COLUMN: Why I don't eat meat
I decided to stop eating meat almost a year ago, and I don't see myself going back anytime soon.
It was a decision that I'd considered for a while, and after finally looking at all the reasons for both sides, I decided to throw caution to the wind and just do it.
One of the largest factors that influenced my decision was the meat processing industry itself.
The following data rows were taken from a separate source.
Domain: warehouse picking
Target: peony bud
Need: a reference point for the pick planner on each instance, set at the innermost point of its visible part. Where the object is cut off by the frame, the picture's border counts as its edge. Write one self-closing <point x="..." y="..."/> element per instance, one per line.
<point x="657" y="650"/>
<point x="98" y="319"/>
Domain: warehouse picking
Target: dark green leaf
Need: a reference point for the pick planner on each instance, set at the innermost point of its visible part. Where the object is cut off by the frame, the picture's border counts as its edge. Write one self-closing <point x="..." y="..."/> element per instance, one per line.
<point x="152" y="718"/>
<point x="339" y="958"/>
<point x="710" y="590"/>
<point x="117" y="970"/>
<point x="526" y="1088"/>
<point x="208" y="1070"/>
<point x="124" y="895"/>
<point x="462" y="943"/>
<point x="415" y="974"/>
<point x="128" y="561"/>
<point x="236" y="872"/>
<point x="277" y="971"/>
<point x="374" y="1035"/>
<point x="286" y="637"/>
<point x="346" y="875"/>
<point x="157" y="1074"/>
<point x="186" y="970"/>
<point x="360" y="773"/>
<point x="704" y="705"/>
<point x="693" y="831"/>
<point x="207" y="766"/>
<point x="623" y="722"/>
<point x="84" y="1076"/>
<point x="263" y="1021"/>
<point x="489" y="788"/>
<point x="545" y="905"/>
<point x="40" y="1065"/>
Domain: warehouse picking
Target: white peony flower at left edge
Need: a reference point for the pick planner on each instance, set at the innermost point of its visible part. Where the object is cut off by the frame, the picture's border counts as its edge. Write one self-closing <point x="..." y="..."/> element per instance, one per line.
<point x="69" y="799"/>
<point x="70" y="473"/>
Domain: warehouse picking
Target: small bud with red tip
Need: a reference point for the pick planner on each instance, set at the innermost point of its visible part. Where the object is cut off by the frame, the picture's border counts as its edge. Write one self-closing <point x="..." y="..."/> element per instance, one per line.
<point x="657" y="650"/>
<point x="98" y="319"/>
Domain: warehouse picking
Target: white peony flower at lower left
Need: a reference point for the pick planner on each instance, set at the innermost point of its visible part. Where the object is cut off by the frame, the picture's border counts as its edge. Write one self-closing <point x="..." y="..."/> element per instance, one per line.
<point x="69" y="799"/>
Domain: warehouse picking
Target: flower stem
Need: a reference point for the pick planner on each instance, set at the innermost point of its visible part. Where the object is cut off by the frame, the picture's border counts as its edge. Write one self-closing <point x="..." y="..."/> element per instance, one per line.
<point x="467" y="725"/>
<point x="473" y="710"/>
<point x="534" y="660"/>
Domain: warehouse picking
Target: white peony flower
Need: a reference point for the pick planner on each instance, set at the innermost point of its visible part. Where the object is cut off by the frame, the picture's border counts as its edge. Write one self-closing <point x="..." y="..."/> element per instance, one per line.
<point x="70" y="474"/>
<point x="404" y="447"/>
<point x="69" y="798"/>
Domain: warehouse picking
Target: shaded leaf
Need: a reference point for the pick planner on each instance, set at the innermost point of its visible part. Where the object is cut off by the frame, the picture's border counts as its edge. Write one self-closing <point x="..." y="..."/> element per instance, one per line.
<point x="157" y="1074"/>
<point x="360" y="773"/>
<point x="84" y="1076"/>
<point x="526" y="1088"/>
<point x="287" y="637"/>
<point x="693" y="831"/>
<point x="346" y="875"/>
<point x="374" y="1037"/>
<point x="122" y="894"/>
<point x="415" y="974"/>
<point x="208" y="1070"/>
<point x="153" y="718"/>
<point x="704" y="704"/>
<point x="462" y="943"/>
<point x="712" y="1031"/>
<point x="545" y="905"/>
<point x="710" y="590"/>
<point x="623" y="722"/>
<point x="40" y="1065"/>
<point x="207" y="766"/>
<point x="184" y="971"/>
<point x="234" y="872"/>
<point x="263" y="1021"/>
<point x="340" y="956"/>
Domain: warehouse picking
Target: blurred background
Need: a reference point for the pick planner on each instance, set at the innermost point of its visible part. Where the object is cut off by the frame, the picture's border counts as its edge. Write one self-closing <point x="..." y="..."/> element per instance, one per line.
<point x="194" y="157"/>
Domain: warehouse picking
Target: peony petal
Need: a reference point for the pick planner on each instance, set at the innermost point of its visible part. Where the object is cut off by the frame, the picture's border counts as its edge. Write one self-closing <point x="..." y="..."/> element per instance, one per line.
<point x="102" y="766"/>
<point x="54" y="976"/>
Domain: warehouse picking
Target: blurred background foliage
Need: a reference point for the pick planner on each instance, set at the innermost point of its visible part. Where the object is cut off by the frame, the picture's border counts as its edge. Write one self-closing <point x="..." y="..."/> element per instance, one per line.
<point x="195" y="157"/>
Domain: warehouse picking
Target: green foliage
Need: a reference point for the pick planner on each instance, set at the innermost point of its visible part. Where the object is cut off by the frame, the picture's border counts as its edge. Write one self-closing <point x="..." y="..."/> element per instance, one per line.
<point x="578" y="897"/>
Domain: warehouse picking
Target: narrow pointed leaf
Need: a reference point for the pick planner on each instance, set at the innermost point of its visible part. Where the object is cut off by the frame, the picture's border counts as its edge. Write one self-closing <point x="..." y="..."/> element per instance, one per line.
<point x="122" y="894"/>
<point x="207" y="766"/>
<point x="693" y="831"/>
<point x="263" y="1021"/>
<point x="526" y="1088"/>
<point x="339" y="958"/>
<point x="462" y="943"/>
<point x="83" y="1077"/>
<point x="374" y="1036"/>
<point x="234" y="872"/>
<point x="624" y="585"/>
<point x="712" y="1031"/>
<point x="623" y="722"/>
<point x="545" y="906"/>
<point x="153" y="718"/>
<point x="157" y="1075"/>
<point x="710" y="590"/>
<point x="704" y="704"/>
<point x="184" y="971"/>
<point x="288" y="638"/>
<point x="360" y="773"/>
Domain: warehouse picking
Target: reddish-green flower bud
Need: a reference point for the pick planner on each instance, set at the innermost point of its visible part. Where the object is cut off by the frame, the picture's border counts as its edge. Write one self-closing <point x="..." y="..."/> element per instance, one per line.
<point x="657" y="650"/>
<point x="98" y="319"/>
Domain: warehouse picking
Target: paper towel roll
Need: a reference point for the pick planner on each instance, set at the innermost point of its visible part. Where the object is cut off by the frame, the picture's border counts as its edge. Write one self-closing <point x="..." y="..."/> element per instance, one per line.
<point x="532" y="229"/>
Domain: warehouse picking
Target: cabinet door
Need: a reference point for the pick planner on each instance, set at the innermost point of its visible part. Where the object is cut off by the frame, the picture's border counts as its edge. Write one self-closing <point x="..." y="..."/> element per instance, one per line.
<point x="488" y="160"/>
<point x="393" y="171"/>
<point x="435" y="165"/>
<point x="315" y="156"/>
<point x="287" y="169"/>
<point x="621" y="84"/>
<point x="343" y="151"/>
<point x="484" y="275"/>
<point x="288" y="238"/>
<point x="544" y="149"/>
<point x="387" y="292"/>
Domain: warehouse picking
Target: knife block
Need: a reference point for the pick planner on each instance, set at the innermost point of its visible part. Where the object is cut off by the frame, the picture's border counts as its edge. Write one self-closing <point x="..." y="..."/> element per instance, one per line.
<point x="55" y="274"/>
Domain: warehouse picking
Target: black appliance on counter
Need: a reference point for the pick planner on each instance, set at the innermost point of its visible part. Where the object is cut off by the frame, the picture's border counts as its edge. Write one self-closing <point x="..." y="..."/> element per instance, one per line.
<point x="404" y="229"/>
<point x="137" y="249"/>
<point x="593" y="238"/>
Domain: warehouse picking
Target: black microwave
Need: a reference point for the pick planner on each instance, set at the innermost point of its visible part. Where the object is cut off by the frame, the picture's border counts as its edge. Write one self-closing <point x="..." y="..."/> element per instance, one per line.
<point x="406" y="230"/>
Animals are "grown" for the pure purpose of slaughtering them, and even if it's only a few animals that I've saved by quitting meat, those are a few animals that would have died.
Along with the animal cruelty aspect, there are the health reasons: Most meat is pumped so full of harmful toxins and unnatural chemicals to the point where it'd be impossible for you to truly know what you're putting in your body, and, to me, that just isn't appealing.
The meat processing industry also contributes to greenhouse gas emissions, which are harmful to the environment.
By making the decision to become a vegetarian, I've gotten into the habit of scanning labels to make sure there isn't gelatin or some other animal product in my food. By paying more attention to those little details, I've in turn paid more attention to the food I eat.
It's also forced me to become much more creative in my culinary escapades. I've found so many unique recipes that I never would have thought to make before just because they didn't have meat in them.
I'm much more health conscious than I was before, and I've been able to use the money I save buying chicken or beef to buy more organic, locally grown foods that aren't processed in a factory across the country.
I believe that going vegetarian has improved my quality of life, and it made me think twice about how I decide to treat my body.